For fifteen years, my wife and I built and ran a chiropractic practice in New Hampshire.
It was not just a business. It was a shared mission, a family structure, a livelihood, and a chapter of identity. It was also one of the first sliding-scale, pay-what-you-can chiropractic practices in the country – structured around access, not revenue optimization. The kind of model that does not look impressive on a spreadsheet but builds the kind of trust a conventional operation never reaches.
Then that chapter completed.
We sold the practice, moved south to Greenville, South Carolina, and began again. I had already lived through the kind of reinvention people like to talk about from a safe distance. New state. New role. New business. New version of life.

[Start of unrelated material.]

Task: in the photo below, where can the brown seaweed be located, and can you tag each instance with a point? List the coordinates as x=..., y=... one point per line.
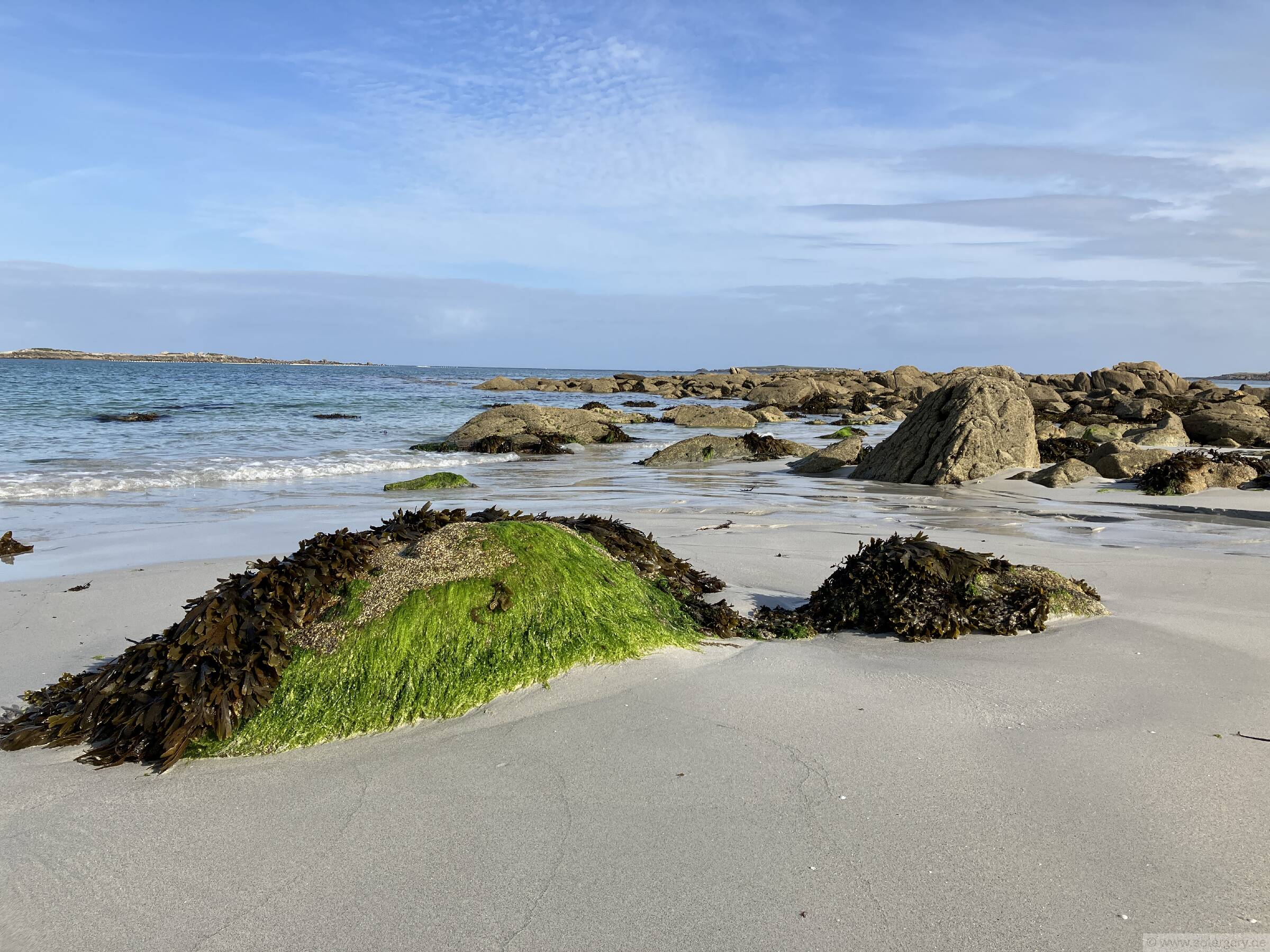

Then Pillar Holistic Living happened.
Pillar was a wellness center built from real conviction. Not a trend. Not a cash grab. It was the kind of place I believed should exist: holistic, beautiful, rooted, human, and genuinely useful. I put everything into it – the space, the practitioners, the marketing, the operations, the vision, the belief.
Less than two years later, in May 2024, we closed it.
“There is a kind of silence that comes after a business ends. Not the dramatic kind. The worse kind. The kind where you still have to make dinner, answer emails, parent your child, keep your marriage alive, pay the mortgage, and somehow carry the private knowledge that something you believed in did not land.”